BNP Paribas under scrutiny for use of middleman in Deutsche deal
The probe highlights the red flags raised when banks pay outsiders to open doors or cultivate counterparties
Paris — BNP Paribas’s deal for Deutsche Bank’s business catering to hedge funds, a landmark agreement aimed at vaulting the lender into the Wall Street elite, is being scrutinised by French regulators over a fee to a middleman.
The bank paid hundreds of thousands of pounds to former Goldman Sachs banker Simon Lloyd months after the transaction was completed in September 2019, according to people familiar with the matter. The French anti-corruption agency, known as AFA, identified the incident during a routine audit and is due to issue a report in the next few weeks.
Britain’s Financial Conduct Authority has also received complaints about the payment, the people said, though it is not clear if it will open a formal inquiry.
The probe highlights the red flags raised when banks pay outsiders to open doors or cultivate counterparties. Societe Generale, for example, paid more than $1bn in 2018 to resolve US allegations it paid bribes to secure deals with Libya.
In 2019, Deutsche Bank settled a suit — without admitting liability — from a Dutch housing firm stemming from payments to a middleman who arranged their derivatives trades.
BNP Paribas, Deutsche Bank, AFA and the FCA declined to comment. Lloyd, who is not personally the focus of the inquiry and has not been accused of any wrongdoing, did not respond to messages sent to his LinkedIn profile or to phone messages left at his office.
Shares in BNP Paribas slid 5.4% to about €39 in Paris, leading the falls in European bank stocks.
Deutsche Bank’s 2019 decision to exit the business serving hedge funds, known as prime brokerage, was part of CEO Christian Sewing’s retreat from equities. BNP Paribas and Citigroup emerged as potential buyers.
BNP Paribas CEO Jean-Laurent Bonnafe was counting on it to vault the French lender into the top tier of the global industry, which is dominated by Wall Street giants including Morgan Stanley, JPMorgan and Goldman Sachs.

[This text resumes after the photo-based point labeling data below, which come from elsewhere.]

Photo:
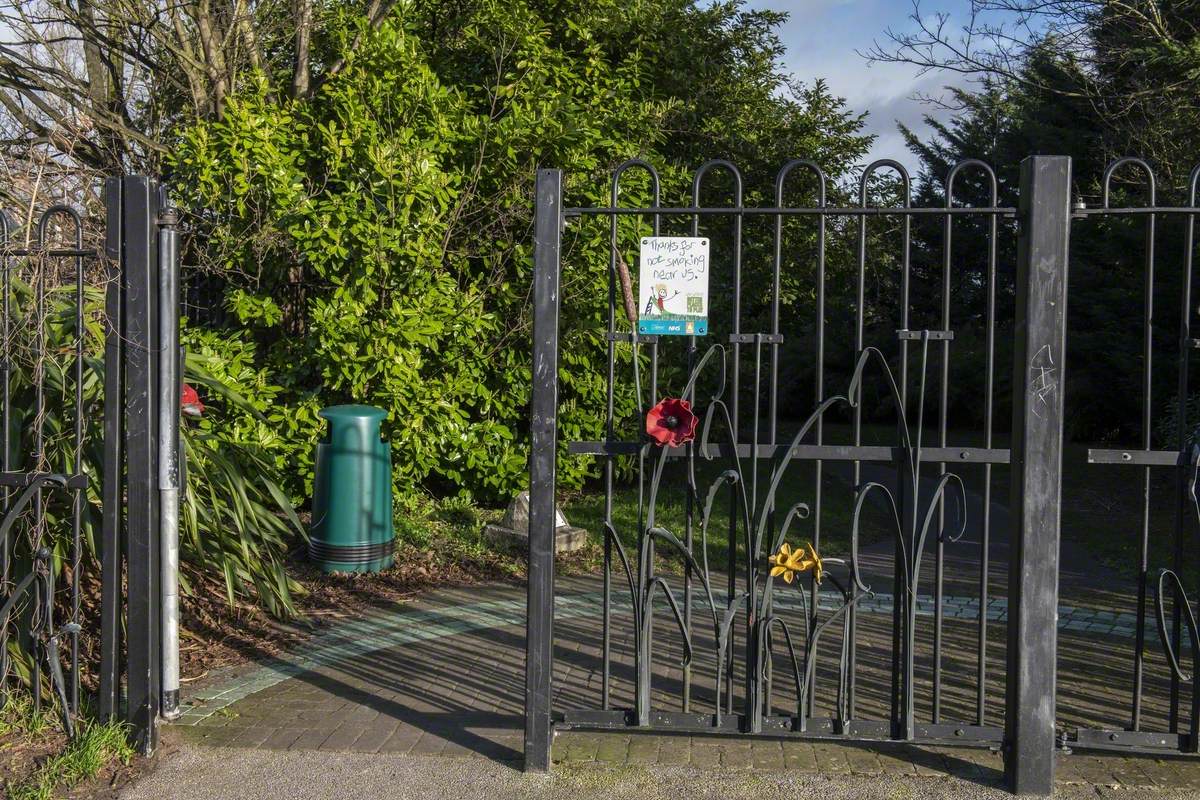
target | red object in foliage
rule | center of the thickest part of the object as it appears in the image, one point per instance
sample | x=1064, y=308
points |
x=190, y=403
x=671, y=422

Enter Lloyd, an Australian who founded a two-person advisory shop in London called Barbon Advisors after working at Goldman Sachs for a decade through 2011.
Early in the process, Lloyd gave a leads to a BNP Paribas executive that Deutsche Bank was looking to sell, according to one person familiar with the transaction. Some officials at the French bank later became concerned over the possible appearance of impropriety, the person said.
Meanwhile, executives at Deutsche Bank were surprised to receive a phone call from Lloyd flagging the French bank’s interest and wondered why their counterparts at BNP Paribas had not just made contact directly, another person said.
The Lloyd payment came to the attention of BNP Paribas officials in early 2020 after it was initially sent for approval via the procurement department, which typically deals with suppliers. An internal committee looked into it and the finders fee was eventually paid in the first half of 2020, more than six months after the deal was announced and the unit’s 1,000 employees began to move to the French bank from the German one.
BNP Paribas has called the deal a success. The French bank says it is on course to become the biggest prime broker in Europe and aims to eventually be one of the four largest on the planet, with client balances reaching between $250bn to $300bn, Bloomberg reported at the time of the deal.
In the quarter that ended September 30, the BNP Paribas unit that includes prime brokerage reported revenue rose 21% to €466m, beating the highest estimate.